First question: how to explain the change of meaning of the construction to play at the checker from chess ‒OED Checker 4]: obsolete ca. 1330‒ in draughts? There are two scenarios.
In the first scenario, the active role is for chess players: they were going to replace the construction to play at checkers by the construction to play at the chess. The word chess is the equivalent of French (jouer aux) eschecs. Eschec means chess piece. The construction to play at the checker was free then and could be used by draughts players.
There are three objections against this scenario.
First, a word, in this case checker, does not easily get quite a new sense, it is a rare phenomenon.
Secondly, the construction to play at the checker acquired another meaning just in the period draughts players started to play their game on the chess board. I know of course I should be prudent with causal connections, my head ache coming on has perhaps nothing to do with the shrieking gimlet of the electrician replacing wiring. All the same I bring it forward.
Thirdly, the 14th c. speaker does not change the meaning of the construction to play at the checker for fun, he should have had reason for it. But around 1300 English chess life seems to babble quietly on, from my 21st c. position I cannot find a reason for the change.
Therefore, the second scenario is preferable. In this scenario draughts players snapped up the construction to play at the checker, forcing chess players to invent another construction for the concept to play chess. And this implies that in medieval England draughts must have been far more popular than chess.

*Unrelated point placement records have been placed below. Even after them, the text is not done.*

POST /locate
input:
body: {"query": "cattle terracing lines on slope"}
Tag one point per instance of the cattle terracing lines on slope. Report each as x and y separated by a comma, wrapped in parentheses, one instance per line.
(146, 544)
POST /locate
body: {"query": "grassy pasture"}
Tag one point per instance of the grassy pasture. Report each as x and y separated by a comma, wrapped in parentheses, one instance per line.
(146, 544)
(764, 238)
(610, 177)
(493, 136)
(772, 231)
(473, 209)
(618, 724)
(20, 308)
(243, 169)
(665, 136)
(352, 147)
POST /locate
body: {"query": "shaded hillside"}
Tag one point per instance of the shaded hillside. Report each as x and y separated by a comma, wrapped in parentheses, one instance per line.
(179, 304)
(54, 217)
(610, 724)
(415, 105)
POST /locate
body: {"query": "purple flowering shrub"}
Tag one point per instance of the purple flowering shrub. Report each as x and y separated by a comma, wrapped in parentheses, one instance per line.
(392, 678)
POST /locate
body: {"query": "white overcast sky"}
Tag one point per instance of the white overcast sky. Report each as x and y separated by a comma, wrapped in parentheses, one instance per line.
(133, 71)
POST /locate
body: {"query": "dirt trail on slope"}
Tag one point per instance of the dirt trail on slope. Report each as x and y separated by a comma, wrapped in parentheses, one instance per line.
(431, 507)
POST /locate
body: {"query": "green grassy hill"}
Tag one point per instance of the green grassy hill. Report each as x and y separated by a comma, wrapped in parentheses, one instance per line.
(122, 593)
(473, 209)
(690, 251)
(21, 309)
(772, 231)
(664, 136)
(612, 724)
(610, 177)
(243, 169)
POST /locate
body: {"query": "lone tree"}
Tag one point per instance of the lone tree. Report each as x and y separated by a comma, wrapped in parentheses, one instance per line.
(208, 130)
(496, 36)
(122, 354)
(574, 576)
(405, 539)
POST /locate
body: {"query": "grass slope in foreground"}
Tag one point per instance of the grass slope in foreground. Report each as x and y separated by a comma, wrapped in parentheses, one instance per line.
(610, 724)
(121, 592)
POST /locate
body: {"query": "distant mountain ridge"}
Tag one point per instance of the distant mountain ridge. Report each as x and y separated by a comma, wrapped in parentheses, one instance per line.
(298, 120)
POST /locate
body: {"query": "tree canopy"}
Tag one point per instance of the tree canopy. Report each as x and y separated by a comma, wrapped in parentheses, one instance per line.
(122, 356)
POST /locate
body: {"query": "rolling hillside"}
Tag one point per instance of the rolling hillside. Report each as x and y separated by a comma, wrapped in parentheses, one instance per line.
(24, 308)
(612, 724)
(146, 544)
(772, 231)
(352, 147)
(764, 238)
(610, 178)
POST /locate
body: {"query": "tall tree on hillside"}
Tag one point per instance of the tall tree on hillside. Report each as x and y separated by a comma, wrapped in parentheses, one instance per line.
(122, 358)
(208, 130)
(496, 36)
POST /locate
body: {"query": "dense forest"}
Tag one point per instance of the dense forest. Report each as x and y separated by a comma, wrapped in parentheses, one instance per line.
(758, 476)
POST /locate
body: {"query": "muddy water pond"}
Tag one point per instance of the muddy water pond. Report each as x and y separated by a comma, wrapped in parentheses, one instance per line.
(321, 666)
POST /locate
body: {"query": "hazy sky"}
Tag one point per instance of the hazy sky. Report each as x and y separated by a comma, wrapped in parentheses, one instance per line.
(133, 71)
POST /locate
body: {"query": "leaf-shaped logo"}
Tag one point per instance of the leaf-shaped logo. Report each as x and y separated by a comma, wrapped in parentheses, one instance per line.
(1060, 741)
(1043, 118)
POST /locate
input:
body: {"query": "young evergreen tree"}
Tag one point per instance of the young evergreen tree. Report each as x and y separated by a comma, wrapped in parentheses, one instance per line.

For the second question I look once more back on my study Dutch literature and linguistics. Teachers of the linguistic section payed attention to sociolinguistics, that is the school that tries to explain which social groups are responsible for changes in the language. Lydgate’s ye for example is in our days considered to be dated, but when, why and where did this process start? This school combines sociology with linguistic phenomena.
In chapter 3, I deliberately did not pose a sociological question. It would have been this one: in which French social group rose the game name dammes? From chapter 12 on I strike now and then upon the sociological domain, and that’s why I ask in this chapter 15 the same question for England: which social group was responsible for the changing meaning of the construction to play checker?
A tentative result of sociolinguistic research is, that in older days a language change started in a higher social class and slowly filtered through to lower classes. If in the case of the construction to play at the checker this higher class was nobility, in their castles and countryseats draughts has been far more popular then chess.
Apart from this supposition: when the social class of the wealthy citizens like draughts very much ‒see Lydgate’s text in 1426‒, I cannot find an argument why this is not true for nobility.
In this respect I refer to the miniaturist who around 1470 depicted the love couple Tristan and Iseult, king’s daughter, playing draughts. I hesitate if it is sensible to take the English writer who described about 1380 the most distinguished knights of their time playing draughts, chess and tables into account: literature is an unreliable source. On the other hand, the text does not follow the usual pattern of the romance of chivalry. This subject will be fully discussed later.
Tristan and Iseult playing draughts with chess pieces
My conclusion: in England, draughts was for more popular than chess, in all probability among noblemen and noblewomen also. This conclusion is totally inconsistent with the image I find in books and sites on board games. Who is wrong: the authors of these books and sites or the writer of this site? I chapter 15 I shall come back to this question.
The medieval European culture was international, naturally with regional differences. So, I am allowed to extrapolate: in France too, draughts was more popular than chess. The material in chapter 13 did not make this visible.